Penguins fall flat in Game 3 loss to Predators |

Penguins fall flat in Game 3 loss to Predators

Jonathan Bombulie

NASHVILLE, Tenn. — When a raucous Bridgestone Arena crowd was in danger of losing its enthusiasm, Roman Josi and his teammates on the power play gave the Nashville Predators a spark.

For the Penguins, the power play was where sparks went to die.

Josi’s special-teams strike kickstarted a three-goal second period for the Predators, leading them to a 5-1 victory over the Penguins in Game 3 of the Stanley Cup Final on Saturday night.

The Penguins lead the series 2-1 with Game 4 set for Monday night in Nashville.

“They were the more desperate team tonight,” Sidney Crosby said. “That was pretty evident.”

The Penguins went 0 for 3 on the power play in the game to fall to 1 for 13 in the series. They managed one shot on goal in six minutes of power-play time.

“It’s the first time in my career we can’t score like that,” Evgeni Malkin said. “So many chances. We’re not shooting the puck. They pressure us. First power play, we moved the puck so well, but still no shots.

“We need to change something. I don’t know. If we score a couple goals, it’s so much easier to play. It’s not working. We need change. Maybe players. I don’t know. It’s tough to say right now. But I know we played bad on the power play.”

Whether on the power play or even strength, neither Crosby nor Malkin got a shot on the goal in the game. Crosby attempted one. Malkin tried none.

“I’m not having room,” Malkin said. “I have puck, like, one second. I try my best. We all try our best. They play very well. We need to change something. I don’t know. It’s hard to say right now.”

Given the energy level in the building, which was hosting a game in the final series for the first time, it would have been reasonable to expect the adrenaline-fueled Predators to steamroll the Penguins early.

They did nothing of the sort, and before the game was three minutes old, Jake Guentzel gave the Penguins a 1-0 lead.

Crosby’s line caused a commotion on the forecheck, with the puck making its way to Ian Cole at the left point. Cole shot, and Guentzel slipped the rebound past goalie Pekka Rinne.

Guentzel has scored in all three games of the final series. He has 13 goals in the playoffs, one off the all-time NHL rookie record set by Minnesota’s Dino Ciccarelli in 1981.

“I thought the first part of the game, we did everything we wanted to do,” coach Mike Sullivan said. “We got the first goal. I thought we controlled the puck. We controlled momentum.”

Penguins center Evgeni Malkin gets his stick stuck on Predators left wing Filip Forsberg in the third period of Game 3 of the Stanley Cup Final on Saturday, June 3, 2017, at Bridgestone Arena in Nashville, Tenn. For more images from Game 3, visit the Trib’s photo gallery.
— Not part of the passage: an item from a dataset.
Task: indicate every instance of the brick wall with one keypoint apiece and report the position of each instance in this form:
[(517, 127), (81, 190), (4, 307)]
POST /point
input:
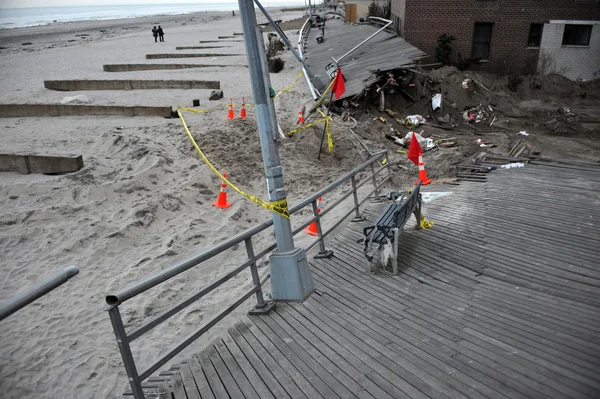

Photo by Christian Tyler Randolph


The Penguins continued to push, and Rinne continued to look shaky but the score stayed 1-0 through the end of the period. That left the Predators in a perfectly fine position from which to attack in the second.

And attack they did.

The momentum turned when Justin Schultz was called for holding about four minutes in. Josi scored on the ensuing power play, connecting on a shot from the right faceoff circle that deflected off the left glove of penalty killer Carter Rowney.

The Predators rode the wave to another goal 42 seconds later when Frederick Gaudreau used Cole as a screen and beat Matt Murray with a wrister from the slot.

“We gave them so much space,” Malkin said. “They controlled puck. We lost control, I think, after the first period. We took a couple of penalties. We gave them a couple of breakaways. It’s not our game.”

Finally, with 22.6 seconds left in the period, the Predators delivered a dagger when a Viktor Arvidsson pass banked off defenseman Brian Dumoulin and the back of the net to James Neal at the post for a shot in off Murray’s glove.

“It’s tough to come back when those things happen,” winger Patric Hornqvist said. “We have to stay with it. We can’t give up that goal. And we have to be better on the power play.”